A combined Microwave Imaging Reflectometry (MIR) and Electron Cyclotron Emission Imaging (ECEI) system, capable of measuring density and temperature fluctuations has been developped at the TEXTOR tokamak in combination with teams from UC Davis and PPPL Princeton. The ECEI system combines the advantages of wideband radiometer and ‘classical’ ECEI systems to provide a true 2D image (with a total of 128 channels, arranged in a matrix of 8 (horizontal) × 16 (vertical) sample volumes), of Te fluctuations, corresponding to a total area of 8 by 16 cm2 of a poloidal cross-section. The system produced beautiful movies of the sawtooth precursor and crash (see Fig. 1).
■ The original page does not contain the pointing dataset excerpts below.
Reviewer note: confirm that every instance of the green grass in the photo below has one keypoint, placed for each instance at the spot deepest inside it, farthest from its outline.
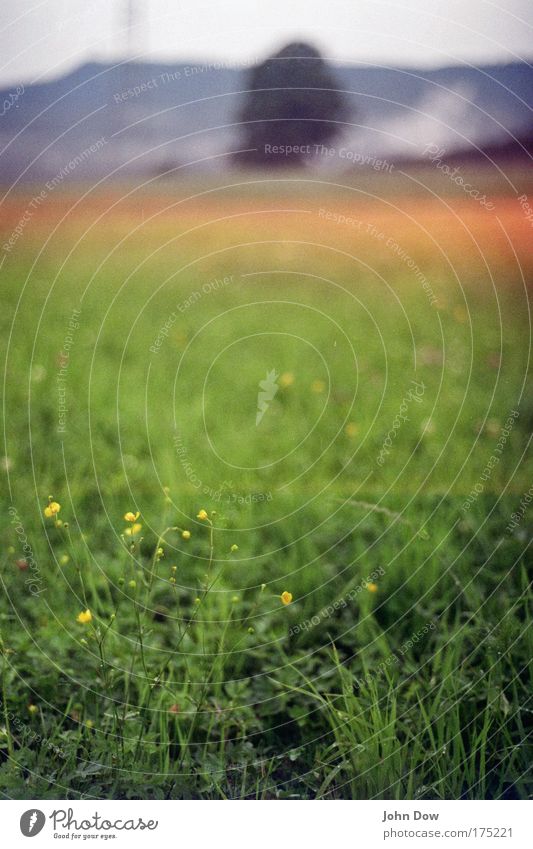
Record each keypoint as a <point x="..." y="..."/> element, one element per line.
<point x="193" y="680"/>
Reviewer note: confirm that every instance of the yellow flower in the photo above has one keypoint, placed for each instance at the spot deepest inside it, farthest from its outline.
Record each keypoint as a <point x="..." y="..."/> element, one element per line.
<point x="52" y="509"/>
<point x="286" y="379"/>
<point x="84" y="617"/>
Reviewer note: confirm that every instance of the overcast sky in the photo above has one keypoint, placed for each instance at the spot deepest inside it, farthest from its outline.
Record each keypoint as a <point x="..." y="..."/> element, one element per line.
<point x="44" y="38"/>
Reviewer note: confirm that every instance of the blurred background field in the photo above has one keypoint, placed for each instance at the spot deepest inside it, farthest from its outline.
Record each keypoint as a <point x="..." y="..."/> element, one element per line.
<point x="267" y="401"/>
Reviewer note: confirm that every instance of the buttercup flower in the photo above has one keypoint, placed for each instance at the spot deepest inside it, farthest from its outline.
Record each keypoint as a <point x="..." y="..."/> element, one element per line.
<point x="286" y="379"/>
<point x="84" y="617"/>
<point x="51" y="509"/>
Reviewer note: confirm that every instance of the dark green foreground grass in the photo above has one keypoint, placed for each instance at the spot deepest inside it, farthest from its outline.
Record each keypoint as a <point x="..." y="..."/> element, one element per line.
<point x="417" y="687"/>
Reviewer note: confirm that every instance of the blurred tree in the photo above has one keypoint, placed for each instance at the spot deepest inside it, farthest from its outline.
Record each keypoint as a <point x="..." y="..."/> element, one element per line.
<point x="292" y="102"/>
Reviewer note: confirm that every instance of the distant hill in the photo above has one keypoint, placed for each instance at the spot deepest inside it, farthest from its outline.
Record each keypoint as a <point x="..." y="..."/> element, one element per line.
<point x="144" y="119"/>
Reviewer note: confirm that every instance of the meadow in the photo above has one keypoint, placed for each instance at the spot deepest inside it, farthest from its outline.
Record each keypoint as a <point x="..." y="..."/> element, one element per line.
<point x="320" y="591"/>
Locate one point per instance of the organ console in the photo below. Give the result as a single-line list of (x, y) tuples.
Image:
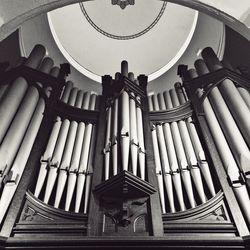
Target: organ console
[(123, 163)]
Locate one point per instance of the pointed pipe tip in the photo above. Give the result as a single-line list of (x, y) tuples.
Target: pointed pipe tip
[(211, 59), (131, 76), (124, 68), (192, 73)]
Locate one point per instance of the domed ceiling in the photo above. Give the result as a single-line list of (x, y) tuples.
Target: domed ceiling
[(95, 36), (99, 35)]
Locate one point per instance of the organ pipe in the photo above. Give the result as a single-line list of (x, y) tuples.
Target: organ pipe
[(230, 129), (226, 155), (24, 150), (237, 106), (180, 153), (172, 156), (197, 146), (15, 93), (189, 150)]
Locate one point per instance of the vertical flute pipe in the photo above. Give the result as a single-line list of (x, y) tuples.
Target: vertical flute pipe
[(59, 147), (230, 129), (90, 170), (13, 97), (15, 134), (114, 142), (67, 153), (180, 153), (192, 160), (106, 150), (45, 159), (158, 170), (75, 159), (227, 158), (124, 120), (84, 159), (196, 142), (236, 104), (124, 125), (164, 159), (133, 129), (24, 151), (172, 156), (140, 138)]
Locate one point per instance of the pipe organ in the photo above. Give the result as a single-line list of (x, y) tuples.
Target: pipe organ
[(102, 169)]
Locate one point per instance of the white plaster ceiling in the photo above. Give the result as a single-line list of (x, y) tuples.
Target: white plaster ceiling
[(94, 53)]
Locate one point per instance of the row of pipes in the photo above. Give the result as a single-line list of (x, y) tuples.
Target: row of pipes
[(66, 168), (181, 166), (21, 113), (124, 132), (227, 111)]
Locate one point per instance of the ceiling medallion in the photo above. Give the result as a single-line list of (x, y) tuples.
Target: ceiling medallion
[(123, 37), (123, 3)]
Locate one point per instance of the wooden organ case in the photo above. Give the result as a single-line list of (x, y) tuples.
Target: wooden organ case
[(124, 169)]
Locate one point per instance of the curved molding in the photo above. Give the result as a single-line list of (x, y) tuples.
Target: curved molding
[(198, 212), (123, 37), (172, 115)]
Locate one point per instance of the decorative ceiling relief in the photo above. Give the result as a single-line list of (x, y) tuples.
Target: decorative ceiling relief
[(121, 36), (123, 3)]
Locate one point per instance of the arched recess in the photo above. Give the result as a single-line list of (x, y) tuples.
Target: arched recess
[(11, 23)]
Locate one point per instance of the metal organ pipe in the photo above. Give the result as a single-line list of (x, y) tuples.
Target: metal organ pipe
[(124, 121), (176, 178), (189, 150), (84, 157), (236, 104), (17, 129), (133, 129), (164, 159), (24, 150), (180, 153), (226, 155), (15, 93), (46, 158), (230, 129), (197, 145)]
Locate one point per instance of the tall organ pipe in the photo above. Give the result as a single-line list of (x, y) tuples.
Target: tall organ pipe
[(58, 154), (172, 156), (133, 129), (189, 150), (236, 141), (84, 158), (24, 150), (180, 153), (76, 154), (140, 138), (46, 158), (226, 156), (164, 159), (229, 91), (18, 127), (197, 145), (67, 153), (13, 97)]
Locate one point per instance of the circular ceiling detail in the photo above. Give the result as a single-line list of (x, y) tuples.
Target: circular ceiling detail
[(152, 53), (120, 32)]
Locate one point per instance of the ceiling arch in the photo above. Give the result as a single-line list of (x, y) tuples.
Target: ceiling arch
[(229, 12)]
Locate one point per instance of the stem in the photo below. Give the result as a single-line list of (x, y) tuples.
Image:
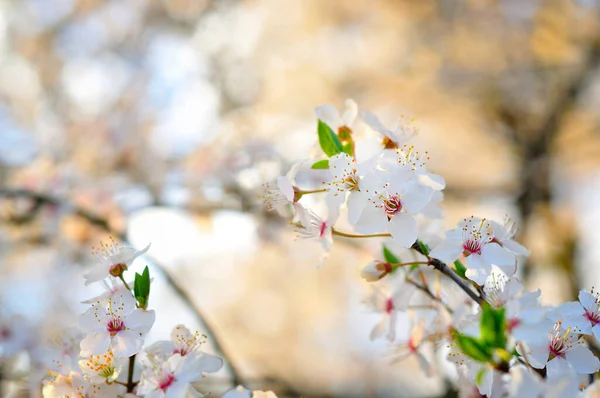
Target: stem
[(125, 283), (49, 200), (301, 192), (444, 269), (346, 235), (425, 290), (130, 383)]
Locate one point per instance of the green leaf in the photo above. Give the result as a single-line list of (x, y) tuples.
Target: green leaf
[(330, 143), (389, 256), (347, 148), (141, 287), (460, 269), (493, 326), (473, 348), (321, 164), (424, 247), (479, 377)]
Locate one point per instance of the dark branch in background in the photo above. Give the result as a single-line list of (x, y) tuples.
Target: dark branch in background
[(43, 199), (443, 268), (535, 144)]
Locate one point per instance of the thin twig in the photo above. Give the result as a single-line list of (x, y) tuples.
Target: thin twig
[(130, 383), (105, 225), (444, 269)]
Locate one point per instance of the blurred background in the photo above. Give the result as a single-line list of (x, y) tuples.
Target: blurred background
[(159, 120)]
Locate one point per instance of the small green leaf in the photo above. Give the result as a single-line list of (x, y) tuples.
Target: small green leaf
[(389, 256), (347, 148), (424, 247), (321, 164), (473, 348), (479, 377), (330, 143), (141, 287), (460, 269), (493, 326)]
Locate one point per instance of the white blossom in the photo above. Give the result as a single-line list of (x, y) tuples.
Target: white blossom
[(474, 240), (119, 325), (112, 260)]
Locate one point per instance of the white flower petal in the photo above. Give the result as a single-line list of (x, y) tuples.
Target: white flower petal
[(495, 254), (126, 343), (416, 197), (356, 203), (403, 228), (96, 343), (373, 121), (371, 220), (286, 188), (447, 251), (515, 247), (557, 367), (140, 320)]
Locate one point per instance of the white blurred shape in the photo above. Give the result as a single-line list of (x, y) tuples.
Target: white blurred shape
[(94, 84), (17, 147), (187, 120), (19, 79)]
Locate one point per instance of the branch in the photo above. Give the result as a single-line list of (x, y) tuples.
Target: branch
[(444, 269), (103, 224)]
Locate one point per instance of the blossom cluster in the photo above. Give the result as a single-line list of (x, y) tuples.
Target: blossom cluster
[(99, 358), (460, 288)]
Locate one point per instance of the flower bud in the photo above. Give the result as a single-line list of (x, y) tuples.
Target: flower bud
[(117, 270), (375, 270)]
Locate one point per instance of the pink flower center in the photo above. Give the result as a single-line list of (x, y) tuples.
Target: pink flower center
[(471, 246), (560, 342), (392, 205), (114, 326), (512, 323), (593, 317), (389, 306), (5, 334), (166, 381), (181, 351)]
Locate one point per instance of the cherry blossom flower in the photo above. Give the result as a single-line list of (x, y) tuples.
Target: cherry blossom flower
[(101, 368), (389, 305), (409, 158), (282, 192), (344, 179), (330, 115), (526, 383), (375, 270), (392, 206), (563, 350), (582, 316), (113, 287), (474, 239), (311, 226), (241, 392), (118, 326), (184, 343), (112, 260), (76, 385), (402, 131), (172, 378), (522, 310)]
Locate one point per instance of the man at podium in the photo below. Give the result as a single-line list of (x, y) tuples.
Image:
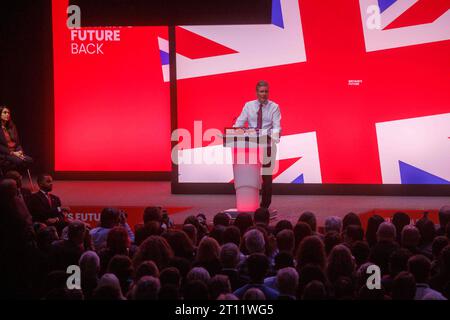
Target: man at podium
[(263, 113)]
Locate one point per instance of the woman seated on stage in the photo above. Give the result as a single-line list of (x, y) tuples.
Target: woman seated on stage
[(11, 151)]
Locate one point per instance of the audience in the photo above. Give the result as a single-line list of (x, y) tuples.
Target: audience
[(246, 259)]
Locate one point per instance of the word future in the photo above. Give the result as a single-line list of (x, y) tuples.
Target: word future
[(91, 41)]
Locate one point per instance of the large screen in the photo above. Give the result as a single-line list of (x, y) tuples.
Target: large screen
[(111, 104), (363, 88)]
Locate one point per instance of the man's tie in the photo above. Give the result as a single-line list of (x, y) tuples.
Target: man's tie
[(49, 199), (259, 125)]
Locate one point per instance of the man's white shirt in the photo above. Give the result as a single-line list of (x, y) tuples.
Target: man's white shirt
[(271, 117)]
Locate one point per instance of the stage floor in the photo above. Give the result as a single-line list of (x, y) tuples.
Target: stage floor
[(142, 194)]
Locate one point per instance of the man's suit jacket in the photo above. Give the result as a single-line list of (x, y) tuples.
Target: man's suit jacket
[(40, 208)]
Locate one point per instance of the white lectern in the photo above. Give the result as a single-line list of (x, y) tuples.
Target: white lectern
[(247, 149)]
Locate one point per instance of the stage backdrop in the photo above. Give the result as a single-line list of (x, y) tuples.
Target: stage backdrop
[(363, 100), (112, 107)]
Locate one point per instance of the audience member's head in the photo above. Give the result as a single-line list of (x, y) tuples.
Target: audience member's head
[(170, 276), (398, 261), (180, 243), (147, 288), (109, 218), (217, 233), (315, 290), (439, 243), (222, 219), (360, 251), (311, 250), (258, 265), (254, 294), (118, 241), (76, 232), (410, 237), (198, 273), (262, 215), (146, 268), (282, 225), (350, 218), (372, 227), (283, 259), (45, 182), (353, 233), (254, 241), (195, 290), (191, 231), (426, 229), (386, 232), (330, 240), (444, 216), (16, 176), (301, 231), (340, 263), (89, 264), (45, 237), (152, 214), (232, 234), (400, 220), (286, 240), (108, 288), (403, 286), (121, 267), (219, 284), (309, 218), (243, 221), (229, 255), (154, 248), (419, 266), (287, 281), (208, 250), (333, 223), (169, 292)]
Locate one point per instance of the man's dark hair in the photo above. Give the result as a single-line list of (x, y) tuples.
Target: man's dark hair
[(438, 244), (261, 83), (258, 265), (426, 229), (398, 261), (444, 216), (309, 218), (361, 251), (420, 267), (354, 232), (152, 214), (222, 218), (109, 217), (170, 276), (404, 286), (350, 218), (195, 290), (41, 178), (283, 260), (262, 215), (232, 234), (400, 220), (282, 225)]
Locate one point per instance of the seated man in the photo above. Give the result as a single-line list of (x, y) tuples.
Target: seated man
[(23, 193), (46, 207)]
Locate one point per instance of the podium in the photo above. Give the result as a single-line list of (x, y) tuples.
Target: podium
[(247, 146)]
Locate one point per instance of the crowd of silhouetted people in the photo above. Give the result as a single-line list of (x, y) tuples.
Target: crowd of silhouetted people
[(246, 258)]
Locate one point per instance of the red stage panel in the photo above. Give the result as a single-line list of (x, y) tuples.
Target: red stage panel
[(112, 107)]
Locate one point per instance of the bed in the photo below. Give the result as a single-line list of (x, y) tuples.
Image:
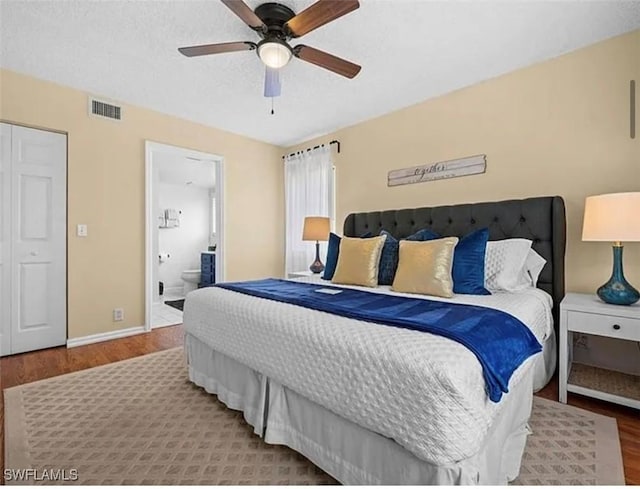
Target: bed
[(370, 404)]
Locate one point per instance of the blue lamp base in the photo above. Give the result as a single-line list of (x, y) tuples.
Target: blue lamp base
[(617, 290)]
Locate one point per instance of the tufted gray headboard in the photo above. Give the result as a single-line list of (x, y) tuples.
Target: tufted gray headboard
[(540, 219)]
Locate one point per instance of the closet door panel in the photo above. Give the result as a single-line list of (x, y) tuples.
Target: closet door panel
[(5, 239), (39, 240)]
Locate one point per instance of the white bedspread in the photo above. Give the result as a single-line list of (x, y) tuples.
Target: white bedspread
[(424, 391)]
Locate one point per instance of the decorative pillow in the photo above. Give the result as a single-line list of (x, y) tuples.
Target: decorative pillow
[(388, 259), (504, 264), (424, 267), (333, 251), (358, 261), (468, 263), (423, 235), (532, 269)]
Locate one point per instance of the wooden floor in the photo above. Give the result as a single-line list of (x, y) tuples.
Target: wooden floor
[(28, 367)]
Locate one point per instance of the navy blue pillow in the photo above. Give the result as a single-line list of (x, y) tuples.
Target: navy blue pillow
[(423, 235), (333, 251), (388, 259), (468, 263)]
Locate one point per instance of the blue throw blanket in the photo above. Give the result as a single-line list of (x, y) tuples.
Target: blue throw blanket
[(499, 341)]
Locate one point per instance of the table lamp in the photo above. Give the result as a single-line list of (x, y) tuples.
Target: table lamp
[(316, 229), (614, 217)]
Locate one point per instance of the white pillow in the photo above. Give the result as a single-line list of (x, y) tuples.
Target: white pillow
[(504, 265), (533, 266)]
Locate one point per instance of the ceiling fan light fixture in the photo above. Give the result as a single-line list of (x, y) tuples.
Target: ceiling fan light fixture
[(274, 53)]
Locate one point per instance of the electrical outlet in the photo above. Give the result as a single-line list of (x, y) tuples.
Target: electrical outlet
[(118, 314), (581, 341)]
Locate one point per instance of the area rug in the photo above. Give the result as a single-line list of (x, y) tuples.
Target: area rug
[(140, 422), (178, 304)]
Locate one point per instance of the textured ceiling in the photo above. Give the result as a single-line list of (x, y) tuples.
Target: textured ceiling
[(410, 51)]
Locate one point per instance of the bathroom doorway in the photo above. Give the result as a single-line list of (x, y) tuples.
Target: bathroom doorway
[(184, 245)]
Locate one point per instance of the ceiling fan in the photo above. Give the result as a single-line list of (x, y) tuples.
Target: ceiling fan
[(277, 24)]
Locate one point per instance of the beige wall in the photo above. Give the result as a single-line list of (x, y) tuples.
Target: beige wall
[(557, 128), (106, 191)]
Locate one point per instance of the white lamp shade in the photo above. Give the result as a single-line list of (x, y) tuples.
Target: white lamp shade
[(316, 229), (274, 54), (612, 217)]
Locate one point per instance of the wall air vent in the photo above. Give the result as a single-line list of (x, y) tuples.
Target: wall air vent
[(100, 108)]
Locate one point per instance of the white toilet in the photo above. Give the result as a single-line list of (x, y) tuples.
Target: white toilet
[(191, 280)]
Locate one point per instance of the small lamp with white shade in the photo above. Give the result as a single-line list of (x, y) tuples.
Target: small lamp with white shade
[(316, 229), (616, 218)]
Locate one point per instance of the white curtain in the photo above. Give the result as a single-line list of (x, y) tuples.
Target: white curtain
[(308, 192)]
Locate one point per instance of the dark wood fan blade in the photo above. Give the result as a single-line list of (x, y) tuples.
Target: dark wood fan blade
[(247, 15), (327, 61), (318, 14), (223, 47)]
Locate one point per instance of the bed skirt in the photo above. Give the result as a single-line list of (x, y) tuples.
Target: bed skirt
[(352, 454)]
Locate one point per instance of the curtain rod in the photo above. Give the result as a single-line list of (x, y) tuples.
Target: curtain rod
[(315, 147)]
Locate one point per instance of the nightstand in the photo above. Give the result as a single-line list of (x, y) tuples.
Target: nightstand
[(585, 313), (303, 273)]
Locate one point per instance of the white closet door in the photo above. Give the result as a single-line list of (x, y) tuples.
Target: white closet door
[(5, 241), (38, 279)]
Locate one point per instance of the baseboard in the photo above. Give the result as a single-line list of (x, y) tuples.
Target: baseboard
[(99, 337), (173, 291)]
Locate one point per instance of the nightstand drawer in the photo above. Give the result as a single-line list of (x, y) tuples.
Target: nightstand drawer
[(611, 326)]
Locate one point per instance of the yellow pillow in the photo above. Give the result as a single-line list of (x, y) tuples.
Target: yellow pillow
[(358, 261), (424, 267)]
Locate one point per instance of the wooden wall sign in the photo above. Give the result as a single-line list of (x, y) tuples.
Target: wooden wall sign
[(470, 165)]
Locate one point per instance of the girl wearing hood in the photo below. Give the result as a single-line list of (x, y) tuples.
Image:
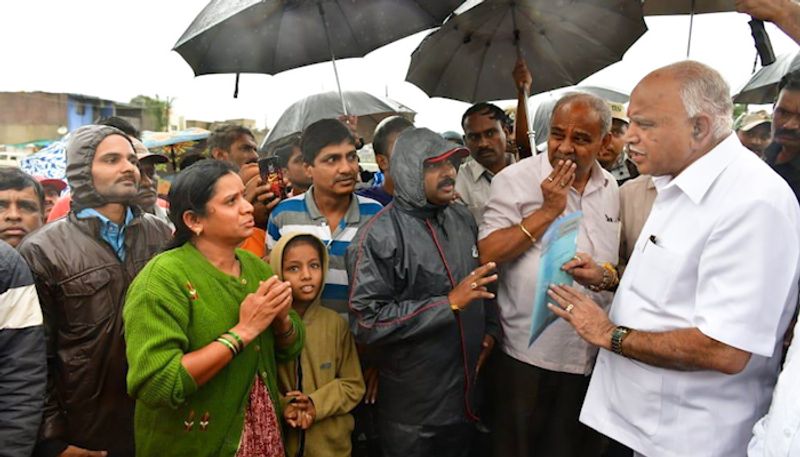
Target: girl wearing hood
[(326, 384), (205, 323)]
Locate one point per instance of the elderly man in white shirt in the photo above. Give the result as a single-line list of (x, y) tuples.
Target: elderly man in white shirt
[(543, 385), (691, 348)]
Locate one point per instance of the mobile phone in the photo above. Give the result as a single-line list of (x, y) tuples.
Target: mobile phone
[(272, 175)]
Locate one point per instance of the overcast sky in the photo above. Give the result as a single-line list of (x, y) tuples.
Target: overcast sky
[(119, 49)]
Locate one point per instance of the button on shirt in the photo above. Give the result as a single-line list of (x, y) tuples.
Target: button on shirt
[(778, 433), (515, 194), (111, 233), (719, 252)]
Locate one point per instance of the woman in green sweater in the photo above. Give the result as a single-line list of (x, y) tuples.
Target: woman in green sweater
[(204, 325)]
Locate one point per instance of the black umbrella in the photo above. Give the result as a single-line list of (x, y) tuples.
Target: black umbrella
[(271, 36), (471, 56), (763, 85)]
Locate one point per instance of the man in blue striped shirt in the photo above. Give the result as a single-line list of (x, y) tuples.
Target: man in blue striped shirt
[(329, 209)]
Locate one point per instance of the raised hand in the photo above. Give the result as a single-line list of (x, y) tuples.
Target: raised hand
[(473, 287)]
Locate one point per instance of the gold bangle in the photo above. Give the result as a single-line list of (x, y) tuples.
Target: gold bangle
[(527, 233)]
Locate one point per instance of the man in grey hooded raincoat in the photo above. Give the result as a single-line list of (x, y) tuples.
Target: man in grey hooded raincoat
[(417, 298), (82, 265)]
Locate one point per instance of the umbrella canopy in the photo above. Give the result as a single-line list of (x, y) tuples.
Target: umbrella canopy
[(161, 139), (763, 85), (270, 36), (665, 7), (470, 58), (369, 109), (50, 162), (690, 7)]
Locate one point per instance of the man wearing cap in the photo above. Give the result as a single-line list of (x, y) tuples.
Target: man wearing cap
[(417, 293), (82, 266), (783, 155), (486, 130), (546, 381), (754, 131), (21, 203), (613, 157), (147, 198), (52, 192)]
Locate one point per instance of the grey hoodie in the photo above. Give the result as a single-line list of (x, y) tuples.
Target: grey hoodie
[(80, 154), (402, 265)]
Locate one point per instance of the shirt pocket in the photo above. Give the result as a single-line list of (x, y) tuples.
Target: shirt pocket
[(656, 270), (87, 298), (605, 239)]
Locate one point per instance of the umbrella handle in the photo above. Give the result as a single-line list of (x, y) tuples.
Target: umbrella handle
[(528, 118), (333, 56)]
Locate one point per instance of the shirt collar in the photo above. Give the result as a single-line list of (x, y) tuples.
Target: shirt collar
[(91, 212), (353, 215), (771, 156), (697, 178)]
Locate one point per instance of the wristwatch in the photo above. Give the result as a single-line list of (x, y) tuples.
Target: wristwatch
[(617, 337)]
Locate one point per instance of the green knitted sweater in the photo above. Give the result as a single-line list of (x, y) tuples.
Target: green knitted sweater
[(177, 304)]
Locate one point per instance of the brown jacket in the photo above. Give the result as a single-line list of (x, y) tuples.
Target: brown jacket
[(82, 285)]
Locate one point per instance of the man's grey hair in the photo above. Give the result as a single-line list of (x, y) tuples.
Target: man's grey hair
[(597, 104), (704, 91)]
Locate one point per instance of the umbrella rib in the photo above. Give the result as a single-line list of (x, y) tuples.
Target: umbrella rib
[(280, 25), (350, 27), (549, 49), (483, 58)]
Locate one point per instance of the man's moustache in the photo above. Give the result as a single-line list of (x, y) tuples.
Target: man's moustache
[(446, 182), (128, 177), (795, 134)]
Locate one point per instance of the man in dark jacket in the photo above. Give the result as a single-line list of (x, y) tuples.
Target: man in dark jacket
[(82, 266), (22, 362), (416, 297)]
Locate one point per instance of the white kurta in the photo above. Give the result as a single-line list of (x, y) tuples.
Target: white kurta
[(720, 252), (516, 193)]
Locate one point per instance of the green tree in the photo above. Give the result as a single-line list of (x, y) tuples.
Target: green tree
[(156, 111)]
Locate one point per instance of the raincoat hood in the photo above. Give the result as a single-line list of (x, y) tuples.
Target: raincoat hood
[(80, 153), (413, 147), (276, 260)]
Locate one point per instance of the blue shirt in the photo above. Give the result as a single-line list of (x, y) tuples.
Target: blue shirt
[(112, 233), (301, 214)]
In the MIR the probing beam (89 GHz) is carefully matched to the position and curvature of the density cutoff surface. The reflected radiation is collected in as large as possible an acceptance angle. In the beginning of 2009 the ECE imaging system has been transferred to the ASDEX-UPgrade tokamak in Garching, Germany.

 

 

Figure 1: Movie of electron temperature fluctuations associated with a sawtooth precursor and crash in TEXTOR discharge #94569. The time instants of the various images are indicated by red lines in the electron temperature traces. The double curved line in the images indicates the position of the sawtooth inversion radius. Blue colours indicate areas that are colder than average, while yellow colours indicate regions that are hotter.(Click on the figure to see the movie - 1.4 MB)

CXRS and MSE

The Motional Stark Effect (MSE) diagnostic that is installed on TEXTOR features lines of sight that are tangential to the magnetic flux surfaces for the best radial resolution. The light is collected by three rows of 20 channels (the middle one crosses the equatorial plane) covering 0.45 m of the low field side of the tokamak major radius (R0 = 1.75 m, a = 0.46 m) and crosses the magnetic axis. The spatial resolution of the measurement is about 3 cm with a channel-to-channel separation of the order of 1.5 - 2 cm. The current density profile is deduced from an analysis of the full polarization spectrum. The MSE system is combined with a Charge Exchange Recombination Spectroscopy (CXRS) system. This system is in routine use now and is used to yield detailed information on the plasma rotation and the ion temperature profiles.